The hundreds of historic structures that make up Hudson’s stunning streetscape didn’t just happen. They were masterfully planned and constructed by a group of dedicated and talented builders using the materials, tool and techniques of their day.
For its November meeting, Hudson Heritage Association will host Hudson Library and Historical Society archivist Gwendolyn Mayer, who will present "Building Hudson’s Homes: The Creation of Our Stunning Streetscape."
The meeting will be at 7:30 p.m. Thursday, Nov. at Barlow Community Center, 41 South Oviatt Street in Hudson. The event is free and open to the public. Refreshments will be served.
Mayer will trace the evolution of home-building in Hudson throughout the 19th century and how the town’s memorable and majestic homes were designed and constructed.
"During the 1800s, Hudson mirrored the terrific growth of our nation itself," Mayer said. "As America grew from its infancy into a world power, Hudson and its homes transformed as well. As the century progressed, joiners, carpenters, brick and stone masons used their talents to take advantage of such advancements as balloon-frame construction, milled lumber, machine-cut nails and eventually indoor plumbing and lighting to masterfully craft the homes of Hudson."
Mayer will highlight the lives and structures of some of Hudson’s storied builders, including Frederick Bunnell, Henry Bristol, John and William Humiston, Simeon Porter and Ransom Sanford.
"The stories of these people and their work are crucial to understanding the uniqueness of Hudson," Mayer said.

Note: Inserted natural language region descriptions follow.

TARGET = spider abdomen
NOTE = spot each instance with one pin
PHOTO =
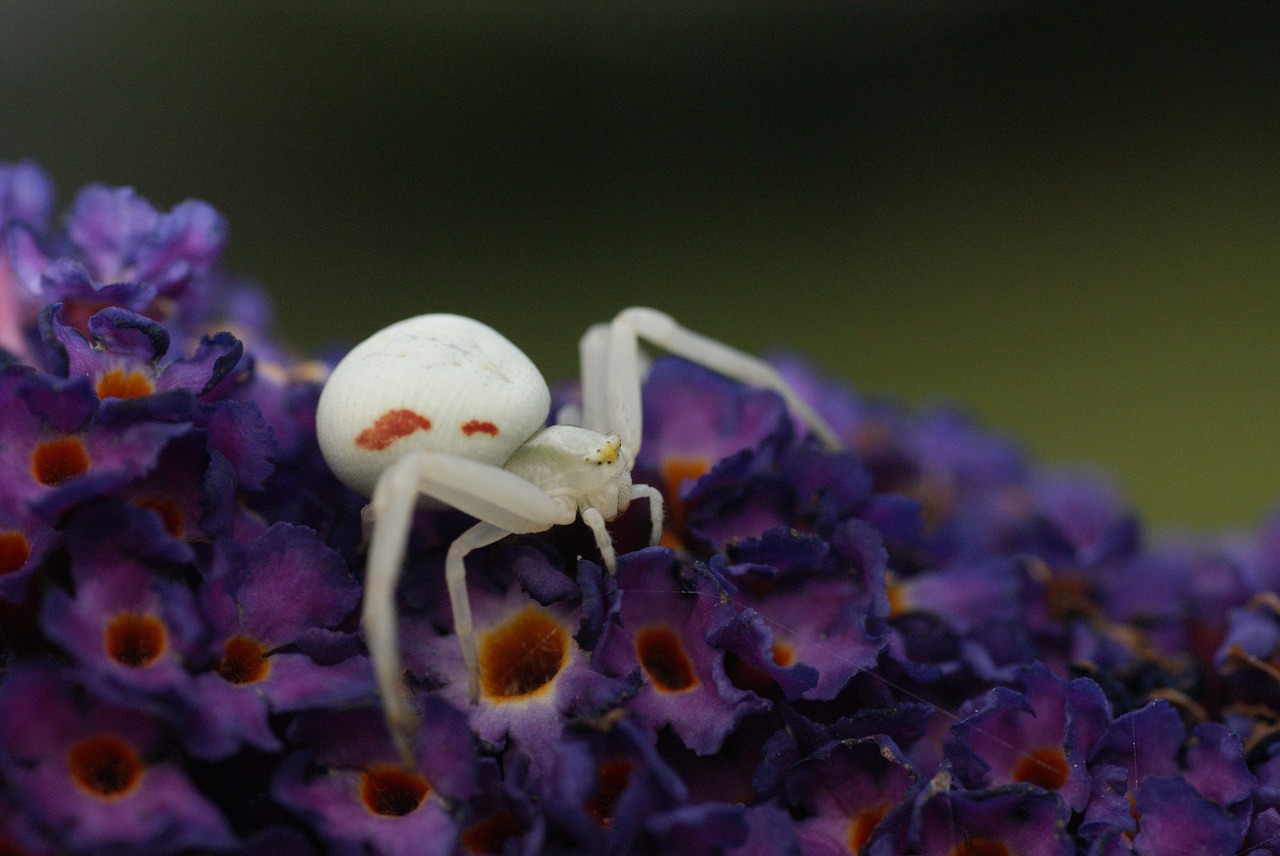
(442, 383)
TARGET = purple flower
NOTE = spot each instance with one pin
(95, 776)
(533, 672)
(1042, 736)
(666, 613)
(117, 250)
(277, 612)
(348, 784)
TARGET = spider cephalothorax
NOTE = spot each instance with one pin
(443, 408)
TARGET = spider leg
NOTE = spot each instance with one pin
(621, 390)
(504, 504)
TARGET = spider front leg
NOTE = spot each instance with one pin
(611, 388)
(504, 504)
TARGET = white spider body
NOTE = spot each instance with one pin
(440, 383)
(444, 410)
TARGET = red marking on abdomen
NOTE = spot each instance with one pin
(476, 426)
(389, 428)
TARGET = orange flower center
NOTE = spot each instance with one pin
(611, 781)
(521, 655)
(664, 660)
(391, 791)
(1045, 767)
(243, 660)
(135, 640)
(122, 384)
(55, 461)
(14, 552)
(104, 765)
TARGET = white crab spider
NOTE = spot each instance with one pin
(446, 408)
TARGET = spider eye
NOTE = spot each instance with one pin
(607, 453)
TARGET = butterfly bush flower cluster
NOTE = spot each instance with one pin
(924, 644)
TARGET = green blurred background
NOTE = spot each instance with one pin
(1063, 215)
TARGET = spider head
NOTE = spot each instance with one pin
(592, 468)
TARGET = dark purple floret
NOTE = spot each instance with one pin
(667, 612)
(1011, 819)
(97, 777)
(845, 790)
(350, 786)
(1043, 736)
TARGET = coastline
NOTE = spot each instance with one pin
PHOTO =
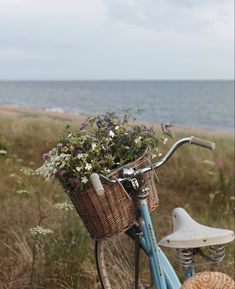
(15, 111)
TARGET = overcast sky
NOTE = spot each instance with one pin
(116, 39)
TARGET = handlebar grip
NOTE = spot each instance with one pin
(203, 143)
(95, 179)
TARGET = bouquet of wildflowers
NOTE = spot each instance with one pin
(102, 144)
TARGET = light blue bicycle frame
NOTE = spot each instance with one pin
(163, 273)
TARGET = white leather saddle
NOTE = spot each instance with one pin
(190, 234)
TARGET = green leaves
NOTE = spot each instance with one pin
(103, 143)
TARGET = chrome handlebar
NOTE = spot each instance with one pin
(129, 173)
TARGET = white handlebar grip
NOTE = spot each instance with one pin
(95, 179)
(203, 143)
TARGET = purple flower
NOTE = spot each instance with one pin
(166, 126)
(76, 181)
(98, 122)
(83, 125)
(61, 173)
(45, 156)
(220, 164)
(163, 127)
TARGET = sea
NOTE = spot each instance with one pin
(195, 104)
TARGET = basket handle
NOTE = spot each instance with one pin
(95, 179)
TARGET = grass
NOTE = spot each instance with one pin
(199, 180)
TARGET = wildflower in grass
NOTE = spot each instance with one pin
(88, 166)
(138, 140)
(220, 164)
(165, 140)
(79, 156)
(28, 171)
(111, 134)
(76, 181)
(63, 206)
(23, 192)
(209, 163)
(93, 146)
(61, 173)
(45, 156)
(83, 125)
(38, 230)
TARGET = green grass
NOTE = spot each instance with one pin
(199, 180)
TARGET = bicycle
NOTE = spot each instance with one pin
(115, 267)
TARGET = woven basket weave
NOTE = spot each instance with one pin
(115, 211)
(209, 280)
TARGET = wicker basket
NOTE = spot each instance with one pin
(115, 211)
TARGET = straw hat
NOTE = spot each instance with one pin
(209, 280)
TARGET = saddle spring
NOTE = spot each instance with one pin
(185, 257)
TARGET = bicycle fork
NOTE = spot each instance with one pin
(163, 274)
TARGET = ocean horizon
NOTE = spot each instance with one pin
(202, 104)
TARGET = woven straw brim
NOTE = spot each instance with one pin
(209, 280)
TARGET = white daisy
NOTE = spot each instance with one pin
(88, 166)
(84, 180)
(111, 134)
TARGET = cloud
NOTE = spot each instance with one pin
(117, 37)
(89, 12)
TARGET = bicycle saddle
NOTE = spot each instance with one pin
(190, 234)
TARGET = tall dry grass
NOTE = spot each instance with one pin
(199, 180)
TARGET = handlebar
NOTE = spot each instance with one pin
(129, 173)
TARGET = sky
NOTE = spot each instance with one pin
(116, 39)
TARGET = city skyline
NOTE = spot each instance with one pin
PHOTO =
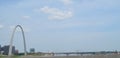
(62, 25)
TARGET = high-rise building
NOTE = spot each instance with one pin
(5, 50)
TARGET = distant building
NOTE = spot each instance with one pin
(5, 50)
(32, 50)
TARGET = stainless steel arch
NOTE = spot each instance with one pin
(11, 41)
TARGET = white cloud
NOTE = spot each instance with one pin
(55, 13)
(1, 26)
(26, 17)
(67, 2)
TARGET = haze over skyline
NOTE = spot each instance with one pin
(62, 25)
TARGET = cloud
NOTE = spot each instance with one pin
(67, 2)
(57, 14)
(26, 17)
(1, 26)
(19, 30)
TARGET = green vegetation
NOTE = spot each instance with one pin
(10, 57)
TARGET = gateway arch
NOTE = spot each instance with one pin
(11, 41)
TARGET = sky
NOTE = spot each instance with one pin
(62, 25)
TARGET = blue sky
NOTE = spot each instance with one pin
(62, 25)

HHA President Chris Bach said Mayer is expected to offer a "fascinating and enlightening" presentation.
"This one is going to be special, because we don’t always take the time to learn about and honor the people whose sweat and savvy created the beautiful structures in our town," he added.
Mayer has been archivist at the Hudson Library and Historical Society for more than 20 years.
In that position, she has not only carefully cultivated the library’s massive collections, performed research and assisted scores of authors and historians, she has nurtured a love of Hudson history through walking tours, exhibits, presentations and more.